¹ Department of Radiology, Shinshu University Hospital, 3-1-1, Matsumoto, Nagano, 390-8621, Japan; ² Kanazawa University, Graduate School of Medicine, 5-11-80, Kanazawa, Ishikawa, 920-0942, Japan

Received 10 July 2005; revised 19 January 2006; accepted 8 February 2006

Objectives: Image reconstruction from cone-beam projections collected along a single circular source trajectory is commonly done using the Feldkamp algorithm, which performs well only with a small cone angle. In this report, we propose an algorithm to reduce cone-beam artefacts by increasing the cone angle by several fold to achieve satisfactory image quality at the same radiation dose.

Methods: To examine the factors involved in the occurrence of cone-beam artefacts, a microspheres-phantom was arranged longitudinally at different positions and a computer simulation was performed. Due to differences in projection angle, data projected onto the detector surface were projected along trajectories shown as different periodic functions depending on the distance and position from the mid-plane position. Therefore, projection along several detector channels based on different projection data resulting from different periodic functions is considered responsible for the increase in cone-beam artefacts associated with an increase in the distance of reconstruction planes from the mid-plane position. Our recommended algorithm to reduce such artefacts features a change in weighting with respect to projection data obtained at different projection angles, three-dimensional back-projection of corrected projection data.

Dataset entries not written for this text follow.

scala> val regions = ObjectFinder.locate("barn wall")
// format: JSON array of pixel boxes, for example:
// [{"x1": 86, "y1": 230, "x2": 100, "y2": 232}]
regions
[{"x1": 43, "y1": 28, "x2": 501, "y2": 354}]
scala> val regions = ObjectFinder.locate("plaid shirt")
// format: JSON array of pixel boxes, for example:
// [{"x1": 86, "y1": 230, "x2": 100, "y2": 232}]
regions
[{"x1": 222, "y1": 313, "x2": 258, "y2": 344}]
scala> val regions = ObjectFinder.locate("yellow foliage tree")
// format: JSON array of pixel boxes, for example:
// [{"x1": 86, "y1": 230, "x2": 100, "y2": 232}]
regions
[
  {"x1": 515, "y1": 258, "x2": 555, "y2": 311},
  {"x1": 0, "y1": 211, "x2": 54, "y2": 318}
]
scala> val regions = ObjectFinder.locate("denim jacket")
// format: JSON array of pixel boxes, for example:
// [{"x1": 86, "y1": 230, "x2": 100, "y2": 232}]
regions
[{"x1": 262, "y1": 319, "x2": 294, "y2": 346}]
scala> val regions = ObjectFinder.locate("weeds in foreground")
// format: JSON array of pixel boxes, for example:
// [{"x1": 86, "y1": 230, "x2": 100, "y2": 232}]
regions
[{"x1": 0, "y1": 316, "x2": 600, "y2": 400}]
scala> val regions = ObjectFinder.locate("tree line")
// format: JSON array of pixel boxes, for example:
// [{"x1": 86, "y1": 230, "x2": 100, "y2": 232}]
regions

Results: Numerical phantom simulation and real human head origin study (a prototype cone-beam CT) showed that the effect of the reduction in cone-beam artefacts of an object located at the edges was markedly enhanced at reconstruction planes at positions further from the mid-plane position.

Conclusion: We propose a projection angle weight-based algorithm to increase the cone angle by several fold to achieve satisfactory image quality at the same radiation dose. These findings confirmed that this algorithm reduces cone-beam artefacts and generates high-quality reconstruction images.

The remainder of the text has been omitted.